BİR ÇİKOLATA BARINDAN DOĞAN FİKİR KEŞİFE NEDEN OLDU
1940’lı yıllarda radar sistemleri geliştiren Raytheon firmasında çalışan Spencer, aktif bir cihazın yakınında durduğu sırada cebindeki çikolatanın eridiğini fark etti. Dışarıdan gözle görülen bir ısı kaynağı olmamasına rağmen yaşanan bu erime, Spencer’ın dikkatini çekti ve olayı araştırmaya karar verdi.
İLK DENEYLER PATLAMIŞ MISIR VE YUMURTA İLE YAPILDI
Spencer, mikrodalgaların yiyecek üzerindeki etkisini anlamak için deneylere başladı. İlk olarak mısır tanelerini cihazın yakınına koydu ve kısa süre içinde patlamış mısır elde etti. Ardından bir yumurta ile yaptığı denemede yumurtanın içten dışa piştiğini ve sonunda patladığını gözlemledi. Bu deneyler, mikrodalgaların yiyeceklerdeki su moleküllerini titreştirerek ısı açığa çıkardığını kanıtladı.
RADARRANGE İLE TİCARİ ÜRÜNE DÖNÜŞTÜ
Spencer buluşunu kısa süre içinde endüstriyel bir ürüne dönüştürdü. “RadarRange” adı verilen ilk mikrodalga fırınlar oldukça büyük boyutlarda ve pahalıydı. İlk olarak askeri mutfaklarda ve büyük işletmelerde kullanılan cihaz, ilerleyen yıllarda küçülerek ev ortamına uygun hale getirildi.

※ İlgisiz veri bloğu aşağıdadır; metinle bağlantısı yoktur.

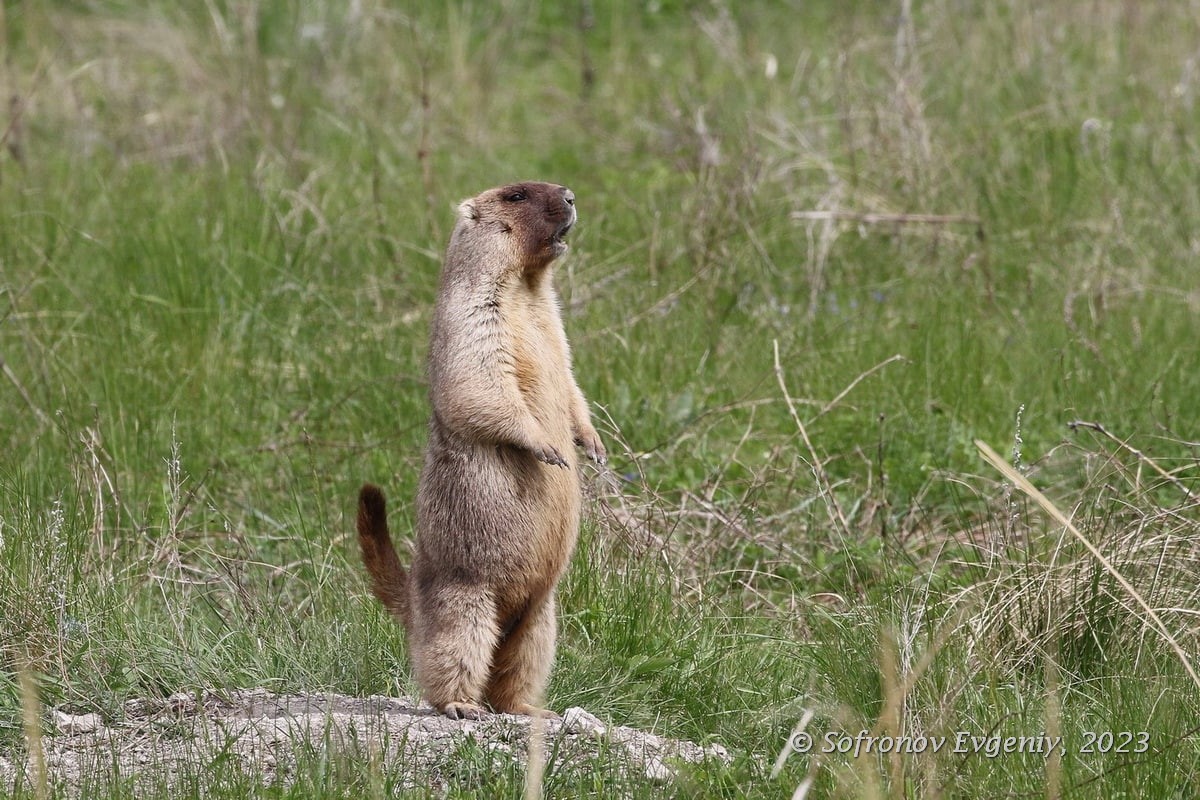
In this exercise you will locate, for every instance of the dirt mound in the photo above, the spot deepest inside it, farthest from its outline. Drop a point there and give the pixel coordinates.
(163, 740)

Zaman içinde daha kompakt ve ekonomik modellerin üretilmesi sayesinde mikrodalga fırınlar, modern yaşamın temel mutfak gereçlerinden biri haline geldi. Hızlı ısıtma, pratik kullanım ve yer tasarrufu sunan bu cihazlar, bugün milyonlarca evde günlük mutfak rutinlerinin ayrılmaz bir parçası olarak yerini koruyor.